While the area is named after the peaks, the lakes make waves in their own way and guide the way for an idyllic road trip. Start in Lake George, where thrills by day (such as the roller coasters at Six Flags Great Escape) are balanced with chill time at night (at dozens of waterfront restaurants, many of which are known for their craft beverages).
Alternatively, you can simply blend in with the locals and stroll around Lake George Village. Then drive over to Tupper Lake, where the natural world comes into full view at the Wild Center outdoor museum and the astronomy-focused Adirondacks Sky Center.
Next, it’s time to chase those Olympic dreams at Lake Placid, the setting for the 1932 and 1980 Winter Games. Visit the Lake Placid Olympic Museum and Olympic Jumping Complex, where you can take a gondola and elevator up to the 128m ski jump. Finally, end your journey at Lake Champlain to step back into American history at Fort Ticonderoga and Crown Point Historic Site.

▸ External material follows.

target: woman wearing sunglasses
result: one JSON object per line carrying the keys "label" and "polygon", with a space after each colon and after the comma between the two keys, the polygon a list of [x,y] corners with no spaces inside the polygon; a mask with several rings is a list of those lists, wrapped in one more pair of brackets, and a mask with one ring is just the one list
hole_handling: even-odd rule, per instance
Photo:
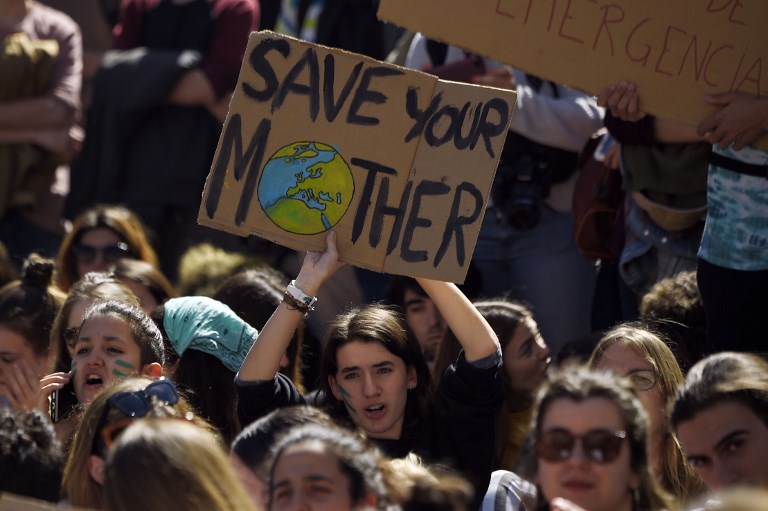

Detour: Between Tupper Lake and Lake Placid, stop off at Saranac Lake, a lesser-known stop that sees fewer tourists. Connect with the outdoors by hiking, biking, kayaking, birding or golfing, or get to know the area’s history as a tuberculosis cure center at the Saranac Laboratory Museum.

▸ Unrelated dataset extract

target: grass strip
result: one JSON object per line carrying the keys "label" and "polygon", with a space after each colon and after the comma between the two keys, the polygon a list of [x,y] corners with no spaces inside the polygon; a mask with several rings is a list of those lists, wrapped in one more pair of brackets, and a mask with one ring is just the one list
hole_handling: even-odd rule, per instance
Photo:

5. Great Lakes Seaway Trail
Best for a weeklong trip
Ripley–Rooseveltown; 428 miles; allow one week
While the total length of the Great Lakes Seaway Trail covers 512 miles (including a small portion in Pennsylvania), the New York section starts just across the border in Ripley and traces Lake Erie and Lake Ontario before ending at the St Lawrence River in Rooseveltown.
The first Chautauqua/Niagara section arguably has some of the most headline attractions, including Buffalo and Niagara Falls, Lake Erie State Park and the Thirty Mile Point Lighthouse, so it’s well worth taking several days to properly see the highlights.
Next are two Lake Ontario sections. The western section includes the state’s fourth largest city, Rochester, as well as the Charlotte-Genesee and Sodus Point Lighthouses. The trail’s eastern section is rooted in the waterfront town of Oswego, known for its summer Harborfest (July), and Sackets Harbor, a village that’s a designated New York State Heritage Area.
As the lakes flow out into the river, the road travels up through Alexandria Bay – worth a stop to hop on Uncle Sam’s Boat Tours to experience the Thousand Islands and the once-abandoned Boldt Castle from 1900. Also, make time for the 2636-acre Wellesley Island State Park with its swimming beach. Just before reaching the finish, enjoy some downtime at Coles Creek State Park, where you can camp right along the St Lawrence.
Detour: Venture off the byway for a stopover in Syracuse, home to the picturesque Syracuse University, with the postcard-perfect Hall of Languages and the Harry Potter-like Crouse Hall. While in town, visit the Erie Canal Museum and dine at Pastabilities, where you’re sure to walk out with a jar of their addictive Spicy Hot Tomato Oil.